La storia racconta di una donna, un’archeologa emancipata, che non porta il velo e non si sottomette alle condizioni di un regime fortemente patriarcale e che all’improvviso sparisce. A partire da questo episodio di cronaca che farebbe pensare ad un giallo, inizia una parabola discendente dentro gli abissi di una società che da un lato è fortemente condizionata dai suoi diktat fondamentalisti e per i quali la donna è proprietà del padre prima e del marito poi, e dall’altra è piegata alle logiche economiche del potere in cui sono altri Stati a decidere le sorti di intere popolazioni, soggiogate attraverso accordi dei loro leader a dinamiche capitalistiche e di sfruttamento.
Lo stile è essenziale, le frasi si articolano in periodi brevi, con un uso ritmico della punteggiatura, quasi ad evidenziare una sorta di cantilena, una nenia rituale che ci conduce dentro un mondo caotico e cupo, da cui anche le parole fanno fatica a liberarsi.
La protagonista non ha nome, nessuno all’interno del libro viene mai “nominato”, probabilmente per rendere meglio il concetto di sovrapposizione tra genere maschile e femminile e anche per una chiara volontà di generalizzare una condizione comune a molte donne, nell’Egitto dell’epoca di Mubarak, contro la cui politica la scrittrice polemizza apertamente, e non solo, come sappiamo dalle cronache non solo mediorientali che ascoltiamo ogni giorno; e nello stesso tempo per far capire che queste persone sono categorie, non esistono, perché nessuno esiste senza un nome.
C’è una voce narrante che si riconosce sempre nella prospettiva della donna, ma qui non c’è una denuncia molto semplicistica delle condizioni delle donne secondo una sottomissione religiosa, c’è la denuncia di un sistema che è piegato alla logica capitalistica delle donne come motore della famiglia e della casa, donne che non devono lavorare e non hanno diritto ad un salario, e che nel loro essere brave casalinghe devono trovare la loro dimensione. C’è anche un chiaro riferimento alla Guerra del Golfo e alla corsa al petrolio, che ha relegato alcune società alla funzione di schiavi asserviti al potere delle potenze mondiali, per mero interesse economico.
Il rischio, se non lo fanno, come la protagonista e come la stessa scrittrice, è la sconfessione, lo spettro della follia, la condanna a nascondersi pubblicamente, come la stessa Nawal ha dovuto fare per anni.

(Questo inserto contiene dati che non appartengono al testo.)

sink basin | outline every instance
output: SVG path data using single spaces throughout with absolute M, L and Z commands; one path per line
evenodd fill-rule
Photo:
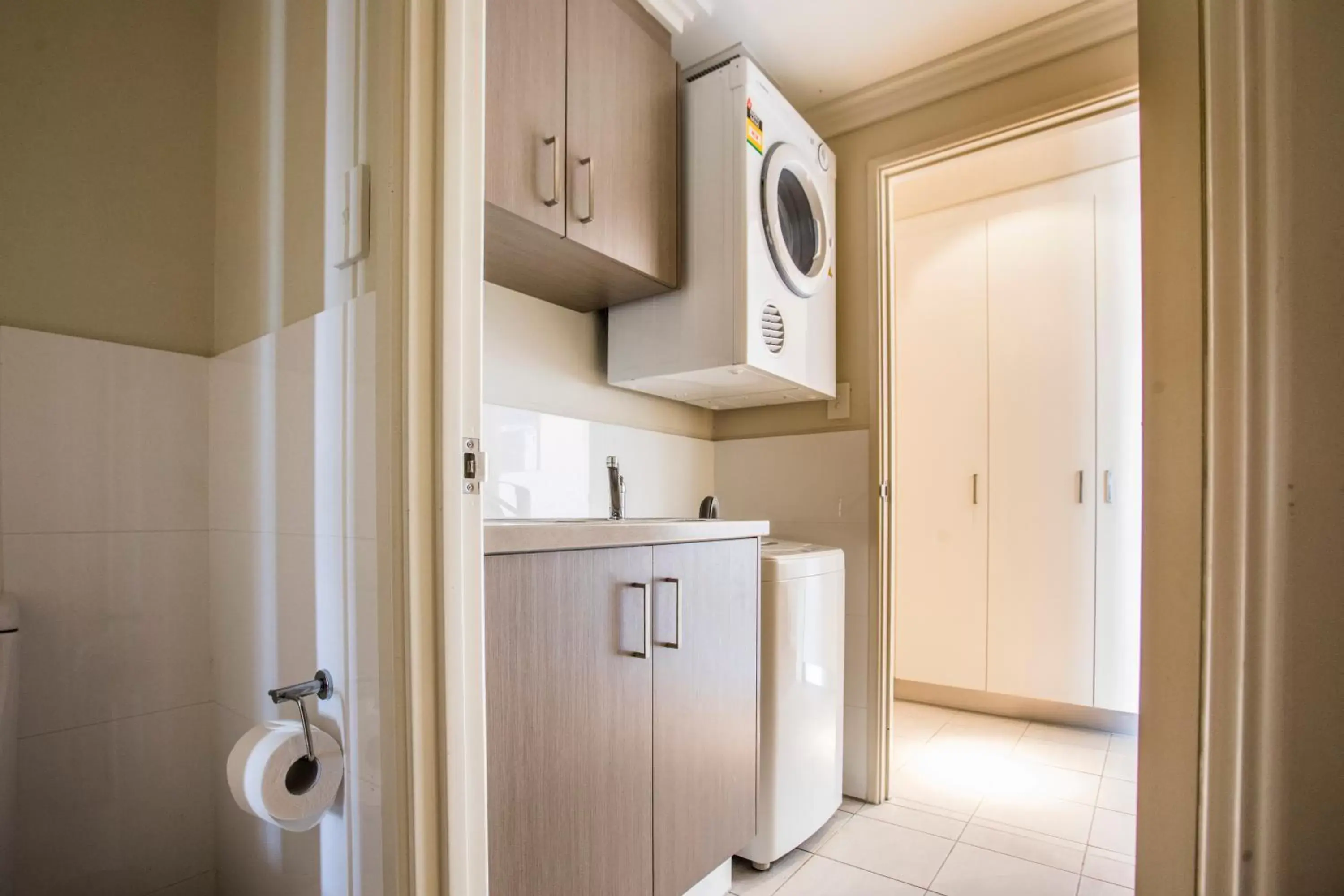
M 601 516 L 591 517 L 571 517 L 571 519 L 554 519 L 554 520 L 534 520 L 524 517 L 504 517 L 497 520 L 487 520 L 489 525 L 538 525 L 538 524 L 556 524 L 556 525 L 598 525 L 602 523 L 607 524 L 632 524 L 632 523 L 704 523 L 706 520 L 698 520 L 695 517 L 680 517 L 680 516 L 646 516 L 646 517 L 626 517 L 624 520 L 612 520 Z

La colpa di essere donna va cancellata in questo abisso in cui precipitiamo con la protagonista, un abisso nero come il petrolio in cui si resta invischiati, da cui si fa fatica a liberarsi, un abisso di costrizioni, di abusi e diritti negati, in cui anche le donne sono nemiche delle donne, perpetrando a loro stesso danno, delle errate convinzioni sull’essere delle brave mogli e sul piegarsi al volere degli uomini
Quella notte il vento era impetuoso e la polvere nera velava il cielo e la terra. Rimase seduta al suo posto ad aspettare. Si fece mezzanotte e lei ancora aspettava. Era certa che le donne fossero lì, dietro le nubi, e che sarebbero apparse come ogni notte. Vedeva le nuvole che si muovevano, presto si sarebbero spostate e le donne sarebbero comparse, sicuramente sarebbero comparse. Iniziò a cantare per calmarsi. Sentiva sempre la zia e le vicine che cantavano alla Signora immacolata, o al sole quando sorgeva, o al grano alla mietitura, o alle acque del Nilo quando straripavano, o alla luna quando diventava piena. I suoi occhi si persero nell’oceano di oscurità nera e si riempirono di lacrime. Le donne non comparvero come ogni notte. (p. 134)
La logica della sottomissione è anche politica ed economica e investe come un’onda nera di petrolio, metafora magnifica e potente, tutti gli esseri viventi e non di queste società, che hanno coi potenti un debito che non riescono a saldare.
Ma questa negazione dei diritti e della libertà femminile per certi versi ma individuale per altri, si estende allo stesso passato, di cui si arriva a mascherare le tracce e di cui si cambiano le testimonianze, per mortificare l’essenza femminile e in generale la terra madre, la nascita, la rinascita, ogni traccia che potrebbe ricordarci che abbiamo un debito di riconoscenza verso le nostre madri e verso noi stessi, e che solo rievocandolo, in un’archeologia dello spirito, possiamo rivendicarlo e riaffermarlo a gran voce, prima che il nero petrolio ci ammutolisca per sempre.